Dopo una settimana di reclusione le mie condizioni di salute non miglioravano. Voltaren iniezioni era l’unica brutale medicina che in quel momento mi potesse evitare la follia mentre tentavo di essere brillante nelle chat. Spesso mi addormentavo con il telefono tra le mani e mi risvegliavo di notte leggendo di qualche amica che mi avvertiva di errori grammaticali fatti sui social. – Non scrivere se stai male – mi aveva detto una sera Alessandra. Ma era troppo tardi. La gogna dei social si era già attivata pronta a mettere sul patibolo un verbo avere senza h.

– Correggi!! – insisteva lei. In preda al mal di testa mi ritrovai a modificare alcuni post che nel frattempo erano stati fotografati e già fatti circolare nelle chat della scuola. Tutto il liceo ginnasio ormai conosceva i miei errori, come poter rimediare? – La bella mora del liceo classico che non sa scrivere – avevano pubblicato alcune.

Non avevo più le forze per rispondere. Un paio di notti mia madre, dopo una crisi respiratoria, era rimasta sveglia per misurarmi l’ossigeno nel sangue. A volte piangevo per quello che mi stava accadendo e questo aumentava ancora di più l’emicrania.

Dopo due settimane il tampone era ancora positivo e a ventuno giorni dal primo sintomo sarei di nuovo stata libera. Mancava una settimana ma le mie gambe non mi reggevano nemmeno per fare le scale e scendere in cucina per bere un maledetto bicchiere d’acqua.

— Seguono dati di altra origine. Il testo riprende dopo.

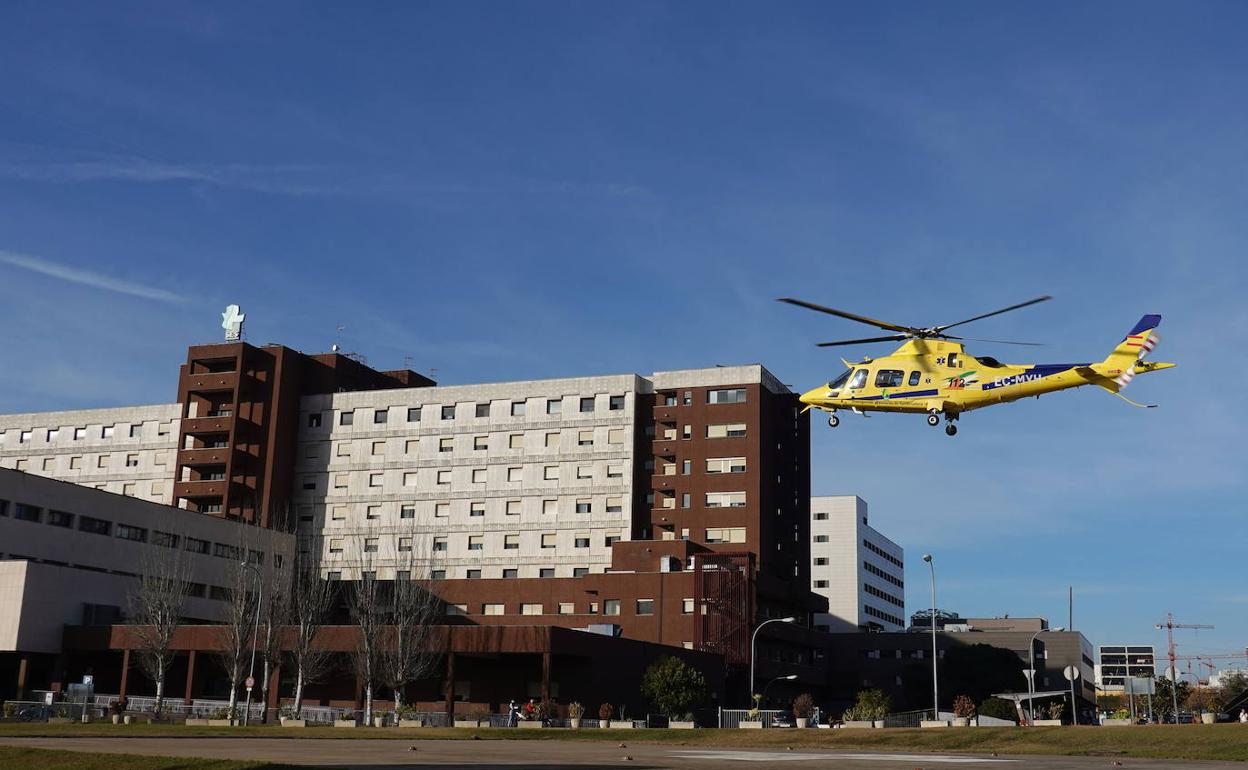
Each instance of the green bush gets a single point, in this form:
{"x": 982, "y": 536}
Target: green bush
{"x": 673, "y": 687}
{"x": 999, "y": 708}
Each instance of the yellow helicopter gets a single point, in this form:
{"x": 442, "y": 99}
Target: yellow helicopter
{"x": 932, "y": 373}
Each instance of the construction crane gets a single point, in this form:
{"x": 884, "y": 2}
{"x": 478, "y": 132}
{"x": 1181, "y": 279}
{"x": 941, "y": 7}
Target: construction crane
{"x": 1170, "y": 625}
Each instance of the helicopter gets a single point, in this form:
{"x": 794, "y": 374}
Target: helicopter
{"x": 931, "y": 373}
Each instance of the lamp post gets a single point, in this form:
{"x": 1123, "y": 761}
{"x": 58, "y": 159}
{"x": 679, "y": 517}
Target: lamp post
{"x": 927, "y": 558}
{"x": 789, "y": 677}
{"x": 255, "y": 630}
{"x": 755, "y": 635}
{"x": 1031, "y": 679}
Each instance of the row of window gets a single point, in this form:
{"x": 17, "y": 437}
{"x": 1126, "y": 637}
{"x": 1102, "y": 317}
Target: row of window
{"x": 474, "y": 542}
{"x": 483, "y": 409}
{"x": 879, "y": 573}
{"x": 24, "y": 512}
{"x": 106, "y": 432}
{"x": 884, "y": 554}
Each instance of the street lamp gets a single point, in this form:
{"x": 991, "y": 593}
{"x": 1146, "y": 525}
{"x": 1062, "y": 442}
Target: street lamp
{"x": 255, "y": 632}
{"x": 927, "y": 558}
{"x": 755, "y": 635}
{"x": 789, "y": 677}
{"x": 1031, "y": 679}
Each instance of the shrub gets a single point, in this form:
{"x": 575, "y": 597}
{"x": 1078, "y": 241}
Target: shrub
{"x": 1000, "y": 708}
{"x": 964, "y": 708}
{"x": 872, "y": 704}
{"x": 803, "y": 706}
{"x": 673, "y": 687}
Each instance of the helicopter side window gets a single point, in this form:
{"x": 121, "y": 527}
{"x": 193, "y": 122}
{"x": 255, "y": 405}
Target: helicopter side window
{"x": 889, "y": 378}
{"x": 840, "y": 381}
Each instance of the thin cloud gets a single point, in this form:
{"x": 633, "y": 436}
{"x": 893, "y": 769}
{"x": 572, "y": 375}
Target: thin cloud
{"x": 86, "y": 277}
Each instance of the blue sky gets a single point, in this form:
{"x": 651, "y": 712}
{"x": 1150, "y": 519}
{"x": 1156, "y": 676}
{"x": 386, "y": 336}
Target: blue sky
{"x": 519, "y": 190}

Dovevo fare qualcosa sul social ma cosa?

Scrissi questo: – Essere ancora viva dopo una battaglia mi permette di dire che sono una persona fortunata. Quanti possono scrivere su un come sto facendo io in questo momento? Pochi e quei pochi sbagliano accenti e apostrofi stando comodamente con i piedi di fronte al camino e non al buio con le meningi infuocate e il cuore che sta tentando di combattere tra la vita e la morte -.

Breve, conciso con la foto di una fata che tenta di spiccare il volo. La bella scrittura aveva vinto.

Dopo una settimana non mi ero ripresa completamente ma la mail del Comune mi rendeva libera di contagiare quante più vite umane si fossero avvicinate alla mia persona.




3 Commenti

  1. Certamente il racconto riesce a trasmettere la rabbia e il nervosismo della protagonista, ma è difficile comprendere quale sia il punto focale della vicenda.
    Il confine tra racconto e sfogo emotivo a briglia sciolta si rivela in questo caso molto labile e anzi viene spesso superato.
    La qualità della scrittura è molto altalenante.

  2. Una trama un po’ fragile… Un accostamento poco riuscito: il Covid e le cattiverie adolescenziali sulle chat… Il commento finale della protagonista sui social un po’ trionfalistico risulta decisamente fuori luogo. La conclusione sarcastica del racconto lascia un po’ di amaro in bocca…
    Il dettagliato dialogo mamma/dottore appesantisce la narrazione. Non ci sono elementi di rottura, imprevisti o picchi che stupiscano e coinvolgano…
    Il linguaggio è piuttosto scarno.
    L’incipit non è allineato al racconto: la giornata iniziata bene…e una caduta dalle scale…???

  3. Racconto semplice e scorrevole legato all’attualità dell’emergenza sanitaria e all’uso dei social che in qualche modo sostituisce il sociale, il virtuale per il reale.
    E’ in questo mondo che la protagonista si trova quasi reclusa, imprigionando la sua fragile adolescenza tra le quattro mura della sua camera per un tampone positivo.
    L’epilogo è forse scontato e la storia termina in un modo vago, ma non male, e comunque la ragazza riesce a trovare spiragli di luce anche all’interno della sua paura e nel dolore di una situazione nuova.